I am amazed how often people will completely abandon an idea after they test it out once.  It’s easy to find examples from daily life.  You write a great essay and show it to one person who hates it, then throw it away.  You discover a new restaurant and ask one friend to go, who refuses, then never mention it again.

It’s even more rampant at the project level.  A group of students start a club at their university, don’t recruit more than five people in one month, then decide to throw in the towel.  A marketing team launches an online campaign, doesn’t hit its target goals, and decides the Internet is not suited to their product.  A design team creates one prototype that the client doesn’t like, and then starts completely fresh with a new design.

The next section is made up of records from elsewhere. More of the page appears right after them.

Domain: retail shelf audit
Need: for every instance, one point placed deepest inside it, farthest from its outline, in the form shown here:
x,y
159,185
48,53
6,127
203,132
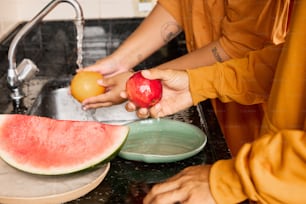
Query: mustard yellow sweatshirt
x,y
240,27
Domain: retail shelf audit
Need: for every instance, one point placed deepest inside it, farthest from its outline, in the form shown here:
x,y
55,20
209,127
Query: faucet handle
x,y
26,70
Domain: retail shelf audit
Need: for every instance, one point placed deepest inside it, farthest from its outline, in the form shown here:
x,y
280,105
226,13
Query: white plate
x,y
17,187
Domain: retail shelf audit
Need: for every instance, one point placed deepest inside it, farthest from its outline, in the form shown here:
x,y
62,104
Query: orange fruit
x,y
84,85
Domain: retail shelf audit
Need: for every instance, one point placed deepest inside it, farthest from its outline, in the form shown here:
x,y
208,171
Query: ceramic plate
x,y
20,187
162,140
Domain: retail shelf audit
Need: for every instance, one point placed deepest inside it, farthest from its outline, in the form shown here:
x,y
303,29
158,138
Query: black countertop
x,y
51,45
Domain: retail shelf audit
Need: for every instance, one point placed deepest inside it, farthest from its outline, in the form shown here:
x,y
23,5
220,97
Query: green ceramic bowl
x,y
162,140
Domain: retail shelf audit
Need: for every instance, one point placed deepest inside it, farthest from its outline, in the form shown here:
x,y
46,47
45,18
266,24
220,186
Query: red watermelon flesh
x,y
47,146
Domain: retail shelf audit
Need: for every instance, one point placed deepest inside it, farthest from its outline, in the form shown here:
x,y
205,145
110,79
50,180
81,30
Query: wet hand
x,y
187,187
176,95
114,85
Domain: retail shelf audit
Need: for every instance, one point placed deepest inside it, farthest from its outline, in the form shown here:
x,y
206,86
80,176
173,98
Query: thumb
x,y
154,74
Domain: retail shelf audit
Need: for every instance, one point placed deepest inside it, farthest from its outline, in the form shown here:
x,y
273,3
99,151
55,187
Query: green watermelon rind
x,y
95,162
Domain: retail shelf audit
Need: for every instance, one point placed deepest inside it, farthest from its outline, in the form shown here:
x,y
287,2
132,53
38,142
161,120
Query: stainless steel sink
x,y
54,101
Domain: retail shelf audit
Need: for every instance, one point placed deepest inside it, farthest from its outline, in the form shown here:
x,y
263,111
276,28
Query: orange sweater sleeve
x,y
269,170
253,25
246,81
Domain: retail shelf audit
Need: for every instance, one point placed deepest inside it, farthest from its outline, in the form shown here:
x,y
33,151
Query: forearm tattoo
x,y
169,31
216,54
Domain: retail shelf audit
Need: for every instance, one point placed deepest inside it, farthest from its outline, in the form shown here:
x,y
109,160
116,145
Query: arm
x,y
265,171
247,81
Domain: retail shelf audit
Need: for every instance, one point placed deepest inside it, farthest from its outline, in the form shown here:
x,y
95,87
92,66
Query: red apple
x,y
143,92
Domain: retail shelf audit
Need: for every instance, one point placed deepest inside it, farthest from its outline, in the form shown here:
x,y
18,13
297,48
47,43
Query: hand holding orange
x,y
84,85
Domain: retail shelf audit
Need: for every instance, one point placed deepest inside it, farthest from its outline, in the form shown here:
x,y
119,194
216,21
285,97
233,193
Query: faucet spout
x,y
13,75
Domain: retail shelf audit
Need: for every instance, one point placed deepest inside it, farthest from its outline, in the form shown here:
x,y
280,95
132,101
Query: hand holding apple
x,y
175,93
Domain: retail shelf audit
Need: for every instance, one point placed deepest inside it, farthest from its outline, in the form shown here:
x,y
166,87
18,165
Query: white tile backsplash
x,y
14,11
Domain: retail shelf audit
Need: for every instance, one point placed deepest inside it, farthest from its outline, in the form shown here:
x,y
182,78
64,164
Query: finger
x,y
156,74
130,107
155,111
175,194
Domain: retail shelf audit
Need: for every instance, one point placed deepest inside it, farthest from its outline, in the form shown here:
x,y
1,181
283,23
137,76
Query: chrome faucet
x,y
26,69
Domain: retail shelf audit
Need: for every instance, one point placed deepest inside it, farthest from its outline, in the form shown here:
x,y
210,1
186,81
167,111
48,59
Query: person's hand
x,y
114,85
187,187
176,95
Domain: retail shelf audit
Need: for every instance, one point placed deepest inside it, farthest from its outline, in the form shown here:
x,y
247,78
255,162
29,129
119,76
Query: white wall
x,y
13,12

It’s human nature to please, and most of us are sensitive to negative feedback.  It oftentimes only takes one offhand comment to make us abandon an original idea.

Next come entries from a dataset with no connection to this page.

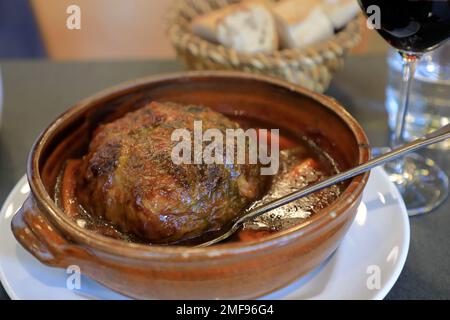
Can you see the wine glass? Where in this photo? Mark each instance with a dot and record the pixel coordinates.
(413, 27)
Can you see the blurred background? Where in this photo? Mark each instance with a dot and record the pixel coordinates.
(111, 29)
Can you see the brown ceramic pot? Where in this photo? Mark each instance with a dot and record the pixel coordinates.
(231, 270)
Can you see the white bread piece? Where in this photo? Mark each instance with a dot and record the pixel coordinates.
(340, 12)
(302, 23)
(247, 27)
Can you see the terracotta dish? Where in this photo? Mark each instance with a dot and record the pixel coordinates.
(231, 270)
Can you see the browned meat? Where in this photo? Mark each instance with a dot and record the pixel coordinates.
(129, 179)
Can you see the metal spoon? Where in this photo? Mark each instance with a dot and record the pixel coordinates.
(431, 138)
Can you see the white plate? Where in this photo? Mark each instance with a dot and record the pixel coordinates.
(365, 266)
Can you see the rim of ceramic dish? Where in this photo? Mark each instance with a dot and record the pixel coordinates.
(141, 251)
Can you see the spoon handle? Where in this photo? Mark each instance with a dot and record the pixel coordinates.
(431, 138)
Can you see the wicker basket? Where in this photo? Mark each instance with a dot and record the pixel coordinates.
(312, 67)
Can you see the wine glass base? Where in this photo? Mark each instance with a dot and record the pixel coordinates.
(423, 185)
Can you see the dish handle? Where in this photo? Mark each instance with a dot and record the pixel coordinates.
(39, 237)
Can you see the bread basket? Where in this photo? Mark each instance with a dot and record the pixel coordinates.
(311, 67)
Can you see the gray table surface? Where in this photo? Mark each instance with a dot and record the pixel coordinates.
(37, 91)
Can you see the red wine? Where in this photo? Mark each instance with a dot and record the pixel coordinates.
(412, 25)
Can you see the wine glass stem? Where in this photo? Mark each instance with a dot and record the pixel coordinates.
(409, 68)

And that’s where the problem lies.

Just because an idea doesn’t succeed at one level or with one person, doesn’t mean it wasn’t a good idea.  Andrew O’Connell wrote a great Harvard Business Review article about how failure with one audience could lead to success somewhere else.  I’d like to take that to another level and say that oftentimes, we’re not right the first time, and that’s okay.  An idea we thought “failed” two years ago might be worth pursuing tomorrow, with just a different coat of paint.

Jacob and I are trying to track of all our ideas with Fellowstream, even the ones we reject, both on the product design and marketing side of things.  We’re not afraid to blur the lines a little to experiment and show people things in a different way if one way isn’t working.  It’s a hard balance to show something new and differentiated in the marketplace, while still being flexible enough to admit you’re wrong at first blush, but we both feel it will be crucial here as we approach the beta phase of our product.  We don’t want to live and die by being either 1) too inflexible to change or 2) too scared to tweak something that hasn’t worked out.